Josep Borrell: “Bunun zor olduğunu biliyorum çünkü herkes veto hakkını korumak ister. Çünkü oy birliği ilkesi herkesin veto hakkı olduğu anlamına gelir. Oy birliği şu anlama geliyor: Eğer beğenmezsem, başka bir şey alana kadar engellerim. Büyük devletlerin olduğu, çok hızlı hareket eden bir dünyada bu şekilde çalışamayız. Çin bir devlet, ABD bir devlet. Hindistan da bir devlet. Ama biz bir devlet değiliz. Biz bir devletler kulübüyüz. Ve daha hızlı karar alabilmemizi sağlayacak kurallarımız olmalı.”
euronews: Bir yılınız kaldı. Tabii ki önümüzdeki yıl mayıs ya da haziran ayında yapılacak Avrupa seçimlerinden bahsediyoruz. Tarih henüz onaylanmadı. Bu son yılınızda neyi başarmak isterdiniz?
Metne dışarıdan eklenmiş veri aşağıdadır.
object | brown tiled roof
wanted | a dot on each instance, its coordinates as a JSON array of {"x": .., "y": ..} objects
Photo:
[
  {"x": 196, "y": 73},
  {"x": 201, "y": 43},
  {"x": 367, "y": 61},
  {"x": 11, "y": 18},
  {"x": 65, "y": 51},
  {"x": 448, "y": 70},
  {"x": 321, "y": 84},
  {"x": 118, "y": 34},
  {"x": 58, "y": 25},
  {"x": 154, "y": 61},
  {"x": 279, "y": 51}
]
Josep Borrell: “Ukrayna’da adil bir barış. Bu en zoru ancak kesinlikle bugün bizim için en önemli şey bu, Ukrayna’da adil bir barışın tahsis edilmesi. Ve ikinci olarak da dünyanın geri kalanıyla daha iyi anlaşmak diyebilirim, çünkü bir Batı var bir de geri kalanı. Bizim için gerçekten önemli olduklarını, sadece Ukrayna ile meşgul olmadığımızı, onların şikayetleriyle, kızgınlıklarıyla yüzleşebildiğimizi kanıtlamaya çalışmak ve Avrupa’nın artık emperyal ya da sömürgeci bir güç olmadığını anlamalarını sağlamak için birbirimizi daha iyi anlamamız gerekiyor. Bu geçmişe ait ama küresel zorluklarla başa çıkmak için çok açık bir barış gücü. Ve küresel zorluklardan kastım yalnızca iklim değil, borç ve kalkınma konularında da onlarla daha fazla çalışmamız gerekiyor çünkü dünyanın geri kalanına karşı hâlâ çok fazla Avrupa merkezli bir yaklaşıma sahibiz.”